I am excited to be writing on the script side again rather than prose, composition, or the like. I’ve needed to do soul searching to help overcome certain aspects in my personal life which formed walls around actually being able to write strong script. When I started this journal for the first time two years ago, many of my thoughts were coming from a critical and theoretical perspective, partly because that’s what I happened to be dabbling with. At this point, I’ve gained more in my writing perspective and definitely understand the form and theory behind the written universe to a greater degree than in my undergraduate years, which was based primarily off intuition and exposure to what I considered transcendental storytelling. (Granted, I really shouldn’t knock my critical / analytical skills from years past.)
Honestly, one of the main reasons I decided to pursue graduate school was to have a more structural eye to the blueprints behind writing. I want to build a mansion with writing, not a coffee table. I think knowing the cogs working behind it all any art form will help one to become more skilled in said medium. I think for this semester my journal entries will hit more on storytelling and personal fictional areas that I seem to be consistently struggling with (now that I have a stack of unpublished papers that I can peak through to find patterns.) The critical theory eye is still present in me and will probably appear-- as it has for this entry.
What I have noticed consistently is my struggle with protagonists. This is compelling because my entire story worlds are developed through dedicating a significant amount of time in developing first the main hero. On more than one account I’ve found my auxiliary characters growing beyond what was expected and in turn almost surpassing the foundational character to which they were technically born. I have a wall to break with the main character because in essence the entire universe I create is connected to them, but many of them (especially in my longer prose) are not finding enough zest, pizzaz, or zeal.

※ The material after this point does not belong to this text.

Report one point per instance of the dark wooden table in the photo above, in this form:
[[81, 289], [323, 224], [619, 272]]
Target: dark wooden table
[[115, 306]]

Part of this may be due to the emotional distance I have with the focal character and my unwillingness to make them as vulnerable as some of their counterparts. I think handing more of the juicy, heart-throbbing sequences would help not only bring out the characters, but bring in closer audience attachment. Caden has been a character I’ve worked with since my teenage years (yikes). He’s actually one of eight that I’ve had in my head for nearly ten years -- and each of those characters has a completely different universe in which I could build, so if any of these stories takes off I probably will have enough ideas in my imaginative bank to write well beyond my own death -- sadly there’s no way all story ideas will make it outside my brain.
Nothing would exist in Caden’s world without first him. But what is making him so difficult to stand out as clearly as perhaps the female leads, the villains, or even two dimensional side characters? That’s one area in my writing I want to explore and help transcend what it is currently. Perhaps some of the strife here is... Caden isn’t altogether human. The more human I can make him the more people will buy into that twist. He has a strong moral compass and is far more innocent than many of the other characters, which this plays heavily into his flaws since he can be tricked easily, be too heartfelt toward the weak, and too merciful to actually be bent on necessary justice.
I don’t doubt this character will grow and end up triumphing over his cast. He is in more a state of blossoming, and perhaps the main hero needs more time to cook because the sense of direction they carry should be what leads the rebellion against the status quo which I think is what the audience wants to see. My amnesiac-invincible, celestial superhero literally has to contrast against the rest of the dystopian regime, but when in the same universe there’s Lise who in her own backstory has seen countless murders and is hanging onto the narrative track by a thread, it’s hard not to look at her and be caught up in the freedom she’s pursuing. Lise was originally created to fill a hole in a short story I wrote where essentially geometrically I was thinking of the space and felt it needed to have its points fixed by a brash, sexual, and desperate woman. She was mostly two dimensional, but I kept adding to her and kept listening to how the character wanted more plot. I came to her know in my mind as a good friend who I would meet in coffee shops to discuss politics, books, and religion. This character didn’t want to be left with poor detailing. I admit to spending too much time coming to know her narrative, as with her foil Rebecca who has just as much suffering but handles it with more grace and class.
My goal will be to strengthen Caden. He needs to be the man we’re all searching to have in a world with few men left. Even if he isn’t altogether man -- he seems to think he is. He needs a stronger foil to help balance him out, and I think that’s why I keep being drawn to one of the last additions to this story world: Edgar. He’s the prince in this one world government, and I think though he is destined to be a part of the system that’s committing massive euthanasia for the sake of an elite immortality, I think he’ll fight against it because his moral compass is too loud, too distraught for meaning and purpose.
In the end, maybe one needs to be the justice we need in humanity and the other is the coin of mercy. Caden’s destiny is to end the flawed system running the world, but maybe he is called to be a more tender warrior, a shepherd, a being so gracious that this quality in itself obliterates the makeup of a dry, decaying world.